When they say flex to release, they mean the left leg bends like your right leg is doing and then the right leg is supposed to follow like that automagically. Here you have a right leg that is pushy and a left leg saying "Nuh uh!". If that left shoulder was swinging the pole touch more down the hill, then the left shoulder, hip and foot would be further back relative to the right and the right leg would have more room to flex into the new turn. Or you could think "pull the inside foot back" at or slightly before the transition.

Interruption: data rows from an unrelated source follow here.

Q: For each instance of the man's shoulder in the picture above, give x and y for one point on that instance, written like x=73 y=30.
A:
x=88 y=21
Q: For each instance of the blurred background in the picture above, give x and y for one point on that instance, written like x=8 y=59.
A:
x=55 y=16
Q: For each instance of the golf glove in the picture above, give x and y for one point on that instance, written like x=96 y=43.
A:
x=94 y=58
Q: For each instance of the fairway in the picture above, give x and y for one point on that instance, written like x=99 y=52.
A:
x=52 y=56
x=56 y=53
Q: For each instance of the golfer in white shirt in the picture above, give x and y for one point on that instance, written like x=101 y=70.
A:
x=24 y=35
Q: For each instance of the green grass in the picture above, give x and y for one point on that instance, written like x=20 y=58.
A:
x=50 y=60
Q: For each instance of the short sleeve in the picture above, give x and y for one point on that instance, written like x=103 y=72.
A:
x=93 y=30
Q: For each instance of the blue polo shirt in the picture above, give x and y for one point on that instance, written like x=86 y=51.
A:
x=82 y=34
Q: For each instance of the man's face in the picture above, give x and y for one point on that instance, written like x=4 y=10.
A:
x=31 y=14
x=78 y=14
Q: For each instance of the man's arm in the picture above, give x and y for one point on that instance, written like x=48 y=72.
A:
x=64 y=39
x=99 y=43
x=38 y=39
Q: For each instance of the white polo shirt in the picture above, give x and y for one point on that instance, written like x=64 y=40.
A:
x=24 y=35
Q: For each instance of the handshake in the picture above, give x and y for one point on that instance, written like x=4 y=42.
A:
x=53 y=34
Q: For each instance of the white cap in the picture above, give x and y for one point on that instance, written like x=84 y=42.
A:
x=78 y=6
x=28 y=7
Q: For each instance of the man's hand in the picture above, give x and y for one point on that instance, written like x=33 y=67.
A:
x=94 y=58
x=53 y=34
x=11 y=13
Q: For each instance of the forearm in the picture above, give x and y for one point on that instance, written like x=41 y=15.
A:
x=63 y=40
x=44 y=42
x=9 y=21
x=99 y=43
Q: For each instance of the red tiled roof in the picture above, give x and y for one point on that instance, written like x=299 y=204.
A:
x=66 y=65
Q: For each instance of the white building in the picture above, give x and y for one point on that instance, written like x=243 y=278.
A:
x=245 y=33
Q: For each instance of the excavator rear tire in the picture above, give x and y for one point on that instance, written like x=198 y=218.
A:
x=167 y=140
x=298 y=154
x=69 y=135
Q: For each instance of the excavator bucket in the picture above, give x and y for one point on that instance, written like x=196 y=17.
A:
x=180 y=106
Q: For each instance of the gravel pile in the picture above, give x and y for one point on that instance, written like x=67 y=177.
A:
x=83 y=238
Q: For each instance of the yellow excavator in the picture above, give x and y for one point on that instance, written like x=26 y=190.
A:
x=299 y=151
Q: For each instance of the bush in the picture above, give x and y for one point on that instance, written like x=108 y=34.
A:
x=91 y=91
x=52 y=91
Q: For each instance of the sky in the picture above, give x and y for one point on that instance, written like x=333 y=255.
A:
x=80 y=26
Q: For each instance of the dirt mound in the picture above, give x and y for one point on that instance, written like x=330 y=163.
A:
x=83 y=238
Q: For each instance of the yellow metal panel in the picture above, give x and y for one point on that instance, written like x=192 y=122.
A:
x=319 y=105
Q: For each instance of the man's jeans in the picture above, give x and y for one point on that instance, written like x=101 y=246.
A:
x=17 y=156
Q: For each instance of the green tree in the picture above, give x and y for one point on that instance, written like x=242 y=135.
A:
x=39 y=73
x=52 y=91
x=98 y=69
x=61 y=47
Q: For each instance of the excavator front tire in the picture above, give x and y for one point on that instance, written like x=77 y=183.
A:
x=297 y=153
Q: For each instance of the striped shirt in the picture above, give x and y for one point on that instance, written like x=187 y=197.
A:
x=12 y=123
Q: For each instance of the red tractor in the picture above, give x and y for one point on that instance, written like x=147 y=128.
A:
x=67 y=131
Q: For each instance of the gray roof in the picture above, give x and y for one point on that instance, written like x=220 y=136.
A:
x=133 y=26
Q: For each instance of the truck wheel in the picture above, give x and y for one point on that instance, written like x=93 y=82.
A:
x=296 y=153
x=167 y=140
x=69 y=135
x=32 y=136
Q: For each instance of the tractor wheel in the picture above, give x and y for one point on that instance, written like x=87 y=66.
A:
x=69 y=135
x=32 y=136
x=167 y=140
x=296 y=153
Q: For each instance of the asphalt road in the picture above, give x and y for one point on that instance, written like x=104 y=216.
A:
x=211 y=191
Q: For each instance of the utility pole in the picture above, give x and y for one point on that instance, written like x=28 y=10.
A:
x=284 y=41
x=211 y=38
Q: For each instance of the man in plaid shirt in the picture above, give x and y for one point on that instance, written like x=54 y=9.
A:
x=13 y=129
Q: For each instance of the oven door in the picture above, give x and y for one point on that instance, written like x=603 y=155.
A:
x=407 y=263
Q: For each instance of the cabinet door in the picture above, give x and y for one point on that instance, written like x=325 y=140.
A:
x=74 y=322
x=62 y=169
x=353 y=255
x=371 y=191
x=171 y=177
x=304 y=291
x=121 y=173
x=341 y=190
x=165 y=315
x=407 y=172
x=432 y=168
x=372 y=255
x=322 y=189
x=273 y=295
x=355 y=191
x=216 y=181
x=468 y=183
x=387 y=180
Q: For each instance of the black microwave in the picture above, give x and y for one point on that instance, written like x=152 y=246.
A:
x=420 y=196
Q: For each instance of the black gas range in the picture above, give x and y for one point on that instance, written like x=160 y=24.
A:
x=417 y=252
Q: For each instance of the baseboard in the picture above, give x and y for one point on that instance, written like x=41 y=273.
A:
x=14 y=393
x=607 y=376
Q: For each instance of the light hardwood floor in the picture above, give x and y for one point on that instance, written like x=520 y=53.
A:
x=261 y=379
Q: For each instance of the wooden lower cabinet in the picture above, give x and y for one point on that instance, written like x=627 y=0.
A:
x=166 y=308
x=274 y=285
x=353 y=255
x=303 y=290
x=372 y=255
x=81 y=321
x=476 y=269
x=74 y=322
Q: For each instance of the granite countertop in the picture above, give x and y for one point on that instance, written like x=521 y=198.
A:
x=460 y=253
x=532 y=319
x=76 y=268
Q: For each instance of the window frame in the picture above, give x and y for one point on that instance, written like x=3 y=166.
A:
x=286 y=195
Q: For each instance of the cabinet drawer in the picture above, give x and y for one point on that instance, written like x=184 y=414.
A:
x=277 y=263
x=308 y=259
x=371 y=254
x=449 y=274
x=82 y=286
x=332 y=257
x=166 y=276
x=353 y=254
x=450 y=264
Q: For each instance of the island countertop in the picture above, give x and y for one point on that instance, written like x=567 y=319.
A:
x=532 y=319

In general, the videography is loads better than what we usually get to work with. Ideally you want the skier 1/2 to 2/3 of the frame size, but this is tough for most so 1/4 to 1/2 in the first clip is pretty good. Skiing straight at the camera usually freaks the videographer out when he's trying to get the going by and beyond views as well, so a bit offline is ok. You ski much better when you just ski vs skiing to the camera anyway. If you were an instructor going for exams I'd say to start your "for the camera" runs straight down the fall line. It's much easier to start with proper upper/lower body separation that way. If you're going to label the clip "GS turns", then make bigger turns - preferably 3 cat widths wide vs 1. Your turns start with a slight up move because you are not steering into counter. It's not a huge deal, but it is leading to all these symptoms like getting caught in the back seat and A framing here and there. There are a million things we do for instructors at this level, but a good shortcut for you may simply be gate training.
Well done. Thanks for posting. Good luck with Hirscher!